There are a few ways to generate selectors for a new scraping or automation project:

  1. Chrome DevTools: Chrome has a nifty features where if you inspect any element in the DOM, you can right click on it and go to the Copy menu to copy a CSS or XPath selector to the element.
  2. DIY: If you have experience with XPath or CSS selectors, you can often infer what attributes and structural elements to use to generate selectors.
  3. Finic: Run finic generate-selectors to use a LLM to predict selectors for elements you pick out.

Each option has different tradeoffs. Defining selectors yourself is the most reliable method, but also most time consuming. Using DevTools makes it easy to get started, but the selectors it generates depend on IDs or specific tree structures that are often brittle. Using LLMs is more reliable than DevTools and faster than DIY, but has its own LLM-associated drawbacks (hallucinations, cost, etc).

In practice, we found that it costs about $0.03 per selector with GPT-4o or $0.0009 per selector with GPT-4o-mini.

Using the Finic Selector Generator

Finic’s selector generator runs entirely locally, except for a call to OpenAi or Anthropic using your API key. You can view the code here.

$ finic generate-selectors --api-key <your-openai-or-anthropic-api-key> --url <url-of-website>

This launches an interactive flow in your terminal for picking elements. At any point the help or h command will list all available commands.

Demo video

Step 1: Choose elements

Your terminal will update whenever a new element is selected. Enter add or a to queue it up for generation. list or l will list all queued elements. The browser will open in inspect mode, which prevents interacting with the website. Enter mode or m to toggle inspect mode on and off so you can navigate the website.

Step 2: Generate selectors

The command generate or g will start generating selectors for the elements you’ve queued. To minimize token usage, we send HTML for only the 2 closest siblings of the target element, the parent element, and the grandparent element.
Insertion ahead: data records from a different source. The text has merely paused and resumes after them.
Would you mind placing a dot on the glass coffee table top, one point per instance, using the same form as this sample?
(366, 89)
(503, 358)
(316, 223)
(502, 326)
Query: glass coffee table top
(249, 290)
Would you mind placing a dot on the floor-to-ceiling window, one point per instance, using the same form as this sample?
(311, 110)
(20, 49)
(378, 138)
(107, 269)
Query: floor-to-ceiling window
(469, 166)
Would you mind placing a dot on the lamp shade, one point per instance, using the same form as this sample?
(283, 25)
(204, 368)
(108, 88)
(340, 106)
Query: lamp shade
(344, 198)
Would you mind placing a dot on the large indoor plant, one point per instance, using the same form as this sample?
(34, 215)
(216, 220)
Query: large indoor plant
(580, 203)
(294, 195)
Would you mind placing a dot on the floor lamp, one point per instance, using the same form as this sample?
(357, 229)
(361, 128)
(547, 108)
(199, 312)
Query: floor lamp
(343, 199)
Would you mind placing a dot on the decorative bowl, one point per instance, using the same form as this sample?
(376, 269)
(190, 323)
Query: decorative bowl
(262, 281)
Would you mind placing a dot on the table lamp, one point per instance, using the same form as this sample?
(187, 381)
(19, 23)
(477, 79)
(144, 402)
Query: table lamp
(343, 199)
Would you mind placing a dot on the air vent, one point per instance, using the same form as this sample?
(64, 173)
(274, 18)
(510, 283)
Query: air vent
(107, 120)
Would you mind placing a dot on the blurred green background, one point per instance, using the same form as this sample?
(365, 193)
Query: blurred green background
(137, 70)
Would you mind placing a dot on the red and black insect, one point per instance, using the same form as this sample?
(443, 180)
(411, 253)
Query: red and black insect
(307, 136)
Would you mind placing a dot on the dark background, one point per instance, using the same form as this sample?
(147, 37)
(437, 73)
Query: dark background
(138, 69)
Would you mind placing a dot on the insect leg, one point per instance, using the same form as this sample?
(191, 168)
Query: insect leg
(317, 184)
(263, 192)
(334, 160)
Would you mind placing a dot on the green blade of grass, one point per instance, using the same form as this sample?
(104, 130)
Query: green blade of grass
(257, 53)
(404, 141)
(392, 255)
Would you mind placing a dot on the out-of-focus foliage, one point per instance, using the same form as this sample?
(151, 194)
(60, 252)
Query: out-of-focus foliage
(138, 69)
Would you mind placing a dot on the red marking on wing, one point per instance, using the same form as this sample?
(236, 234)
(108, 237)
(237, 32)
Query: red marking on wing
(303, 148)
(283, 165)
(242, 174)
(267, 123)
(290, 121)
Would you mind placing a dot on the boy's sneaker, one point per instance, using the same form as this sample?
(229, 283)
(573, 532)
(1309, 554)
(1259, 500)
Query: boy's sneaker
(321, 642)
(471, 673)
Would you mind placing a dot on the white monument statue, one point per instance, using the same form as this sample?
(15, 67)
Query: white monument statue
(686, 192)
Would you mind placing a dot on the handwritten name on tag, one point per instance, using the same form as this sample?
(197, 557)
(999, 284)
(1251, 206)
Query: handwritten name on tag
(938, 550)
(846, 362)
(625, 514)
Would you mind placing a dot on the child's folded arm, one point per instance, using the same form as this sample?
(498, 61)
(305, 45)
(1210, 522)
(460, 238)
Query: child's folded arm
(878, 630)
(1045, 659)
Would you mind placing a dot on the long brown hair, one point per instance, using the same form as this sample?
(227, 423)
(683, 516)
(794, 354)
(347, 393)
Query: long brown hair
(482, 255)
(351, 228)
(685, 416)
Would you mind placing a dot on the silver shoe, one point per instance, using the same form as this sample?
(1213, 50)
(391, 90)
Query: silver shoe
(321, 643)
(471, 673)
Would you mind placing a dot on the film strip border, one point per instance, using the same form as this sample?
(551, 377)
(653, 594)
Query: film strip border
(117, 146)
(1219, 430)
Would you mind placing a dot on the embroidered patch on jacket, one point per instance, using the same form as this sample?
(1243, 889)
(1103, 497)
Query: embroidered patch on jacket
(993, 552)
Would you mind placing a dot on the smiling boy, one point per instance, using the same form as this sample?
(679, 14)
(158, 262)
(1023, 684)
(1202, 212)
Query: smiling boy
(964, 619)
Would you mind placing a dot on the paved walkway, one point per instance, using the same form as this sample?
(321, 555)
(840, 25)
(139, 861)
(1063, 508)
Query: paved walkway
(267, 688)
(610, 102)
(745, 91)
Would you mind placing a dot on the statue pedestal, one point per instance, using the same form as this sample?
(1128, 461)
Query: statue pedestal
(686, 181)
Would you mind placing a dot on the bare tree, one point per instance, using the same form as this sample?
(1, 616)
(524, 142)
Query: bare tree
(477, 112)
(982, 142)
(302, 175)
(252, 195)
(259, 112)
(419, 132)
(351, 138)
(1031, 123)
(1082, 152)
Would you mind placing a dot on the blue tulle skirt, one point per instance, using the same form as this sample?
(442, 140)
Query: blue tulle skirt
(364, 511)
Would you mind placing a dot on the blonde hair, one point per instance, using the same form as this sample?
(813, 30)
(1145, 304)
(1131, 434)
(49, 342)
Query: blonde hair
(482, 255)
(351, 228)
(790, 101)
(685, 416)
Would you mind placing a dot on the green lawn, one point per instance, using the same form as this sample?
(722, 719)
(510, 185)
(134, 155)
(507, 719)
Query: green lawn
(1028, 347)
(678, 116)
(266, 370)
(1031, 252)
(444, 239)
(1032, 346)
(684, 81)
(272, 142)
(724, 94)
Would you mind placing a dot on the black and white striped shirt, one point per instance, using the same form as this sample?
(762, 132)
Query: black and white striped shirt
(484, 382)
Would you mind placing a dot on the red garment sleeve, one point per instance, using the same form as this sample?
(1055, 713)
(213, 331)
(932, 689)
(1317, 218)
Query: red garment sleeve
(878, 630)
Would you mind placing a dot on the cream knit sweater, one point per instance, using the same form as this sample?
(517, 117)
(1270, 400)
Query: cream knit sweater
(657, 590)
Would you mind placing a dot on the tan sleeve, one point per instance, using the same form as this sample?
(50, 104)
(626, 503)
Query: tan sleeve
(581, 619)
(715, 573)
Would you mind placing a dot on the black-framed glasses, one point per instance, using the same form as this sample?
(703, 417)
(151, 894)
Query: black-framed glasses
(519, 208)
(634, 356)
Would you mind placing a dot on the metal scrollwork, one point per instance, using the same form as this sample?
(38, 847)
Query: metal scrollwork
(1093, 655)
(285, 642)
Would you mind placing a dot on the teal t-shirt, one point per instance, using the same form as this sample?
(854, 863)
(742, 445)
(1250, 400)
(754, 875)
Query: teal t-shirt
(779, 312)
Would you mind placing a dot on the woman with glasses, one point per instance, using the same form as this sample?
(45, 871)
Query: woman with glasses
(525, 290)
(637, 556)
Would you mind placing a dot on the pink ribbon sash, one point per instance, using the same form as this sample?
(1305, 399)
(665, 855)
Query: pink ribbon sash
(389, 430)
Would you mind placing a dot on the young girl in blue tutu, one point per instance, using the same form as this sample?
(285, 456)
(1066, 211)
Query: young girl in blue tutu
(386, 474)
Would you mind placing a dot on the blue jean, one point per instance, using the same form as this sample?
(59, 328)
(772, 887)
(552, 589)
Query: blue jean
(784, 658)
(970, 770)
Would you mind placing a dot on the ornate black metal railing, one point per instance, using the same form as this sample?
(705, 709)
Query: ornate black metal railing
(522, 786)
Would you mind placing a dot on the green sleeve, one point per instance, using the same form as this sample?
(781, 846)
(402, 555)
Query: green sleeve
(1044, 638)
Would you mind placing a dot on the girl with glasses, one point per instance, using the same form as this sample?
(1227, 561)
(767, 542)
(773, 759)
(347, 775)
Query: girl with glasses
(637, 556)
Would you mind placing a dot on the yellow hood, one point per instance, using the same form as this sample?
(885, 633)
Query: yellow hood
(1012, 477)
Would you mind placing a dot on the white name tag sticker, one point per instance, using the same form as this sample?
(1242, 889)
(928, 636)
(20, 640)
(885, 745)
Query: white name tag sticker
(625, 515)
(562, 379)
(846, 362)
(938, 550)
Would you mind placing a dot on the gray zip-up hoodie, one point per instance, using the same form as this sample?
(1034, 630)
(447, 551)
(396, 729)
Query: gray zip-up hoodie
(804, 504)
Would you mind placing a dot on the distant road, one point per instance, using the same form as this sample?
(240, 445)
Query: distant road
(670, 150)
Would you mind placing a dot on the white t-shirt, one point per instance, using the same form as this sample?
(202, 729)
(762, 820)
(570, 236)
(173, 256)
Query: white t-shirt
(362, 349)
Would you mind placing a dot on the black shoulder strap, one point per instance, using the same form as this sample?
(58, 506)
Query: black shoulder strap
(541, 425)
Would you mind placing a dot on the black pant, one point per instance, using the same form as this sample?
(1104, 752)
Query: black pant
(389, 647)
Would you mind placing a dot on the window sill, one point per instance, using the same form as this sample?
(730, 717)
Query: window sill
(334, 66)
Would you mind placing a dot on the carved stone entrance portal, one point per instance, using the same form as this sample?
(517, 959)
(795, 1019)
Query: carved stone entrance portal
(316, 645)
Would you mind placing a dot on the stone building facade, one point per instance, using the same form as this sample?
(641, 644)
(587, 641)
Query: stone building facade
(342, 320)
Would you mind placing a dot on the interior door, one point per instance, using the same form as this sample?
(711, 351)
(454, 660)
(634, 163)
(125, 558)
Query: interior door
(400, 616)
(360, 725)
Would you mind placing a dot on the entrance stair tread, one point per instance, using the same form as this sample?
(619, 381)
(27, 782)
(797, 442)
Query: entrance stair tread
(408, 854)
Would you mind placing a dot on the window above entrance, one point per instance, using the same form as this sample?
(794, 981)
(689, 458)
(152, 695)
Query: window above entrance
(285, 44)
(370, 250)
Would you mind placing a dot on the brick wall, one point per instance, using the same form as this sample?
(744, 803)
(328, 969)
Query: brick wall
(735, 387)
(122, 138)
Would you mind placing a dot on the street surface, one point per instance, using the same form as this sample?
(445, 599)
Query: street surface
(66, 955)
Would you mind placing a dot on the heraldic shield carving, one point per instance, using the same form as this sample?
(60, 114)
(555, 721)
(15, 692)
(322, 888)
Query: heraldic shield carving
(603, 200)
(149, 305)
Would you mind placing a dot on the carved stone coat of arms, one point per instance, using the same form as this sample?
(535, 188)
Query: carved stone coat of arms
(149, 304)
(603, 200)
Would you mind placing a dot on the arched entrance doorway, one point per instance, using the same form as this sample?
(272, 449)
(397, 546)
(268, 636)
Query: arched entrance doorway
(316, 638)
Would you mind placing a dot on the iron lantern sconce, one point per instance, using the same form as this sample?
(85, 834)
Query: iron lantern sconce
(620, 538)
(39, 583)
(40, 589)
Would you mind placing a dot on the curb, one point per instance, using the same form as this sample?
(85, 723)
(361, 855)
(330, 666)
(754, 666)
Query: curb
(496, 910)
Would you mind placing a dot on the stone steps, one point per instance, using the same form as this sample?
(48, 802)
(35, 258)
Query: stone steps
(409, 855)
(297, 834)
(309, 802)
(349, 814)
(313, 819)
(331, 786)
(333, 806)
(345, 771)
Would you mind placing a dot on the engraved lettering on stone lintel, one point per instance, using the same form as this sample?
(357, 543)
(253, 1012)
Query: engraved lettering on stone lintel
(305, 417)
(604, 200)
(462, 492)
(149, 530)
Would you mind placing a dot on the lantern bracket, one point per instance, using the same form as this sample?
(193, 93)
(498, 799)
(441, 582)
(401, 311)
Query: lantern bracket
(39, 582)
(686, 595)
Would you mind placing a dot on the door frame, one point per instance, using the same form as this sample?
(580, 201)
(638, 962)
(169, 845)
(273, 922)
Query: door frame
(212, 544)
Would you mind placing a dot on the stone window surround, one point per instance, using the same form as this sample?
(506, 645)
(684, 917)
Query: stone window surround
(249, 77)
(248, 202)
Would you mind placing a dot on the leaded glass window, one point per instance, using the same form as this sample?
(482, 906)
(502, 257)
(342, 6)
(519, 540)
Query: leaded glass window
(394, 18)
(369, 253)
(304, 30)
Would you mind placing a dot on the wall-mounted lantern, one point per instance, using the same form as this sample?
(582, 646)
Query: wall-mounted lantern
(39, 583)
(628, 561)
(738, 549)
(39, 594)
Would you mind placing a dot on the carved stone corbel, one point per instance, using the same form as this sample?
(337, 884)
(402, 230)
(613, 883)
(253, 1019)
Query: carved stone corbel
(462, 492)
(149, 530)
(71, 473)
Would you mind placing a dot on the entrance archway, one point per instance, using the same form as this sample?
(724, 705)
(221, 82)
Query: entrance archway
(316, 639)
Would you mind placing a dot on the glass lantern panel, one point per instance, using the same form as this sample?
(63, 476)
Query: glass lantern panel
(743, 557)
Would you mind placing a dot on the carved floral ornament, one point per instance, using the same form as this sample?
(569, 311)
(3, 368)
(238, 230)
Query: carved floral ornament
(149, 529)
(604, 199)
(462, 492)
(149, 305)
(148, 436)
In our testing this ends up being less than 5000 tokens in most cases.

Selectors will be saved to selectors.json in the current directory.

Registering selectors with Finic Selector Service (FSS)

This is a preview: The Finic Selector Service is currently in development and not yet available.
Once you’ve generated selectors using the Finic SDK or another option, you can load it into FSS to easily retrieve them at runtime, and to enable self-healing. To do this, you’ll need to send an array of selector objects to our API endpoint:

curl --location --request POST 'https://api.finic.io/register_selector' \
--header 'Authorization: Bearer <Finic-API-Key>' \
--header 'Content-Type: application/json' \
--data '[
    {
        "selector_id": "<unique-identifier-for-selector>",
        "selector": "<your-xpath-or-css-selector>",
        "selector_type": "<xpath-or-css>",
        "url": "<url-of-the-page-where-selector-is-used>"
    },
    {
        "selector_id": "<unique-identifier-for-another-selector>",
        "selector": "<another-xpath-or-css-selector>",
        "selector_type": "<xpath-or-css>",
        "url": "<url-of-the-page-where-selector-is-used>"
    }
    ...
]'

Keep in mind that calling this endpoing with the same selector_id will overwrite existing registered selectors.

We plan on updating the Finic SDK to automatically sync selectors.json with FSS in a future update.